The unfortunate result of this difference is that the first line of the following code compiles while the second one does not. And I did not manage to make them compile both
// compiles
assertThat(asList("{\"test\":1}"), contains(jsonEquals("{\"test\":1}")));

// does not compile
assertThat(asList("{\"test\":1}"), hasItem(jsonEquals("{\"test\":1}")));

Fluent assertions are great

While Hamcrest matchers are great for composition, my preferred style of assertions is the fluent one. If you are using AssertJ , you know what I am talking about. In the context of JSON assertions it can look like this
assertThatJson("{\"test\":[1,2,3]}").node("test").isEqualTo(new int[]{1, 2, 3});
I love this style as a a user. I only have to remember to write assertThatJson and the rest is hinted and auto-completed by the IDE. No more remembering whether equality matcher is created by equalTo(), eq() or is(). No more fighting with those pesky static imports.

What's more, I like this approach as library author too. There is only one static method and the rest is just normal object-oriented programming. It really easy to work with. I wonder why it's not the default choice for assertions.

If it hurts, you are doing something wrong

Java is a talkative language and sometime it even stands in your way. But more often than not, it is just a hint that you are doing something wrong. The language is trying to tell you something. It happened to me when I have started to use an EnumSet for managing options. The trouble with Java sets is their mutability. If you want to maintain immutability, you have to write three lines just to add a single element.
EnumSet<Option> optionsWith = EnumSet.copyOf(options); // copy the original set
optionsWith.add(option); // add option
options = optionsWith; // replace the original set with a new value
You have to repeat these lines in every place you want to add an option. It hurts. At least until you realize that it's not a good idea to use plain EnumSet. We have an object-oriented language, so let's create an object and hide the implementation details inside
public class Options {
    private final EnumSet<Option> options;
    public Options with(Option option) {
        EnumSet<Option> optionsWith = EnumSet.copyOf(options);
        return new Options(optionsWith);
The three ugly lines are still there. But only once. Not only I have hidden them, but it forced me to introduce a new object and to realize that there are other methods that belong in the Options class. Now the code is more readable and maintainable. If EnumSet was easier to use, I might have never realized, I am supposed to introduce an object.

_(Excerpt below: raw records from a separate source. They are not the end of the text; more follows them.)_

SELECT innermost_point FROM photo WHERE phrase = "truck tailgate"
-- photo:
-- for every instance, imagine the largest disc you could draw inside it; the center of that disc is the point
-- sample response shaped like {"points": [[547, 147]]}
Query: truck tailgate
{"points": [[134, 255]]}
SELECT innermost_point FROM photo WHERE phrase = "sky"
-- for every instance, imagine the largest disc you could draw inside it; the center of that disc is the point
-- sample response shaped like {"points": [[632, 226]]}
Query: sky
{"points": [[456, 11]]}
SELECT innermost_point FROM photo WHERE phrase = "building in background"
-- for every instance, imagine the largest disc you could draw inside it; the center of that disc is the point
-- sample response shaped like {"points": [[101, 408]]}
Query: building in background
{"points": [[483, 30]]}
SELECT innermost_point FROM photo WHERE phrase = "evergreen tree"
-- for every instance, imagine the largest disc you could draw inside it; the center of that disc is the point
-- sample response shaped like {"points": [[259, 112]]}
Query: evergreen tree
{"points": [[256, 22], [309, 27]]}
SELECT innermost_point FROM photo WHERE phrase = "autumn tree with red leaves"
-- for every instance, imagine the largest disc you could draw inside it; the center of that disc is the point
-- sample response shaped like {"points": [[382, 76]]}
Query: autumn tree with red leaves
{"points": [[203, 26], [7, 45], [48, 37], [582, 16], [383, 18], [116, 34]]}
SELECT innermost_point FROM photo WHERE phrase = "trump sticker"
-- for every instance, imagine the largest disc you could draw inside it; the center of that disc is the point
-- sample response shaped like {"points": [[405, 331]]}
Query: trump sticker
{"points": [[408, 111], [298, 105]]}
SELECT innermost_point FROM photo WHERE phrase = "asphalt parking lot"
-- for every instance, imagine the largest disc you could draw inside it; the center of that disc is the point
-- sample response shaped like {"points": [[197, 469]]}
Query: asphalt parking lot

Feature test coverage is the king

Since I am working on a testing library, it should not be a surprise that I have unit tests. I do not know my test coverage but I think that I have 100% feature coverage. In other words, there is a test for every feature I am aware of. And it's great. I am not afraid to do a radical refactoring and if the tests pass I am quite confident I have not broken anything. But it's hard to get used to it. If the tests pass after large refactoring I just do not believe my eyes. I foolishly run them again just to see them pass again. And sometimes I even feel a bit disappointed. I just expect to enjoy long bug hunting and the damn code just works. Where's the fun?

Pet projects are great

I want to finish by last lesson I have learned. It's great to have a pet project. At work I have all those deadlines and pressure so it's not easy to learn. Usually I just end-up using the first solution that works. When working on JsonUnit I feel that I am still learning. Most of the requested features are surprising and require rethinking the project again and again in new and interesting ways. And that's what I like about programming.